Mass General Brigham is attempting to address racial disparities in maternal mortality rates by pairing pregnant women with free birth doula services. Mass General Brigham’s Birth Partners Program focuses on Black and Indigenous first-time parents in an effort to reduce birth and postpartum complications, from cesarean sections to postpartum depression.

“Compared to many high-income countries, the United States has really poor outcomes when it comes to maternal mortality and maternal morbidity, so we sort of rank last when compared to many other developed countries,” Dr. Allison Bryant, a maternal fetal medicine specialist at Mass General Hospital and senior medical director for health equity, quality and patient experience, told Boston Public Radio.

“The tragedy is that our populations have disparate outcomes,” Bryant added. ”In particular, our Black and Indigenous birthing people are much more likely to have maternal morbidities, or to be sick in the context of their pregnancies, or to die in the context of their pregnancies or in the year following.”

Patients who qualify for the Birth Partners Program can enter a lottery in their third trimester. If they’re selected for the program, patients are paired with a doula that will attend two prenatal visits, the birth, and two home visits in the postpartum period.

Birth doulas — whose popularity have skyrocketed in recent years — provide nonmedical physical, emotional and informational guidance and support to families both during and after pregnancy.
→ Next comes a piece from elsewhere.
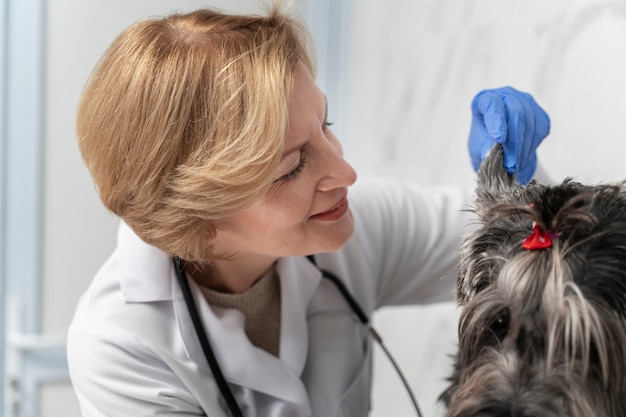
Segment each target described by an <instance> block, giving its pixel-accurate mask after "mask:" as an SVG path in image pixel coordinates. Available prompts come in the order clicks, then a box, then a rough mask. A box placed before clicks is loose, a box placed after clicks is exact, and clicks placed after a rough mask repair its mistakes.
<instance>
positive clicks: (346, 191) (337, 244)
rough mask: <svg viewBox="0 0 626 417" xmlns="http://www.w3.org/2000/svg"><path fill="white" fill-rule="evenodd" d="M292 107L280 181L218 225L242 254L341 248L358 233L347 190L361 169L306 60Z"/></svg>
mask: <svg viewBox="0 0 626 417" xmlns="http://www.w3.org/2000/svg"><path fill="white" fill-rule="evenodd" d="M288 109H289V122H288V126H287V132H286V143H285V152H284V154H283V157H282V160H281V162H280V164H279V166H278V169H277V171H276V173H275V181H274V183H273V184H272V186H271V188H270V190H269V191H268V192H267V194H266V195H264V196H263V197H262V198H261V199H260V200H259V201H258V202H257V203H256V204H254V205H253V206H251V207H250V208H248V209H246V210H244V211H242V212H240V213H238V214H237V215H235V216H233V217H231V218H229V219H228V220H225V221H223V222H220V223H219V224H218V231H217V236H216V239H217V241H216V243H217V247H219V248H220V251H225V252H226V253H235V254H237V257H240V256H243V257H245V256H246V255H252V256H255V257H259V256H261V257H269V258H278V257H282V256H302V255H308V254H313V253H319V252H328V251H333V250H336V249H339V248H340V247H341V246H343V245H344V244H345V243H346V241H347V240H348V238H349V237H350V235H351V234H352V231H353V228H354V222H353V219H352V213H351V212H350V209H349V207H348V201H347V194H348V186H350V185H352V184H353V183H354V182H355V181H356V173H355V171H354V169H353V168H352V167H351V166H350V165H349V164H348V163H347V162H346V161H345V160H344V159H343V152H342V149H341V145H340V143H339V141H338V140H337V138H336V137H335V136H334V135H333V133H332V132H331V131H330V129H329V123H328V120H327V114H326V112H327V106H326V98H325V96H324V95H323V94H322V92H321V91H320V90H319V88H318V87H317V86H316V85H315V81H314V80H313V78H312V76H311V74H310V73H309V71H308V69H307V68H306V67H305V66H304V65H303V64H302V63H300V64H298V67H297V70H296V74H295V80H294V86H293V90H292V93H291V96H290V97H289V107H288Z"/></svg>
The duties of a doula range from bridging the gap between mothers and doctors in medical settings to serving as emotional support in the postpartum period.

But even as doulas have become more popular, they remain inaccessible to every patient who may want that type of support. Caregivers typically aren’t covered by health insurance. In addition, due to the overwhelmingly white doula workforce, finding a caregiver with similar racial or linguistic backgrounds can be difficult.

Patients in the Mass General Brigham program are matched with a doula who can best fit their needs, free of charge.

“We know from a lot of data around the world that in fact, these birth doulas actually help to improve our patient outcomes,” Dr. Nicole Smith, a maternal fetal medicine specialist at Brigham and Women’s Hospital. “Having a birth doula with you decreases your likelihood of needing to have a C-section, for example, and that’s pretty exciting.”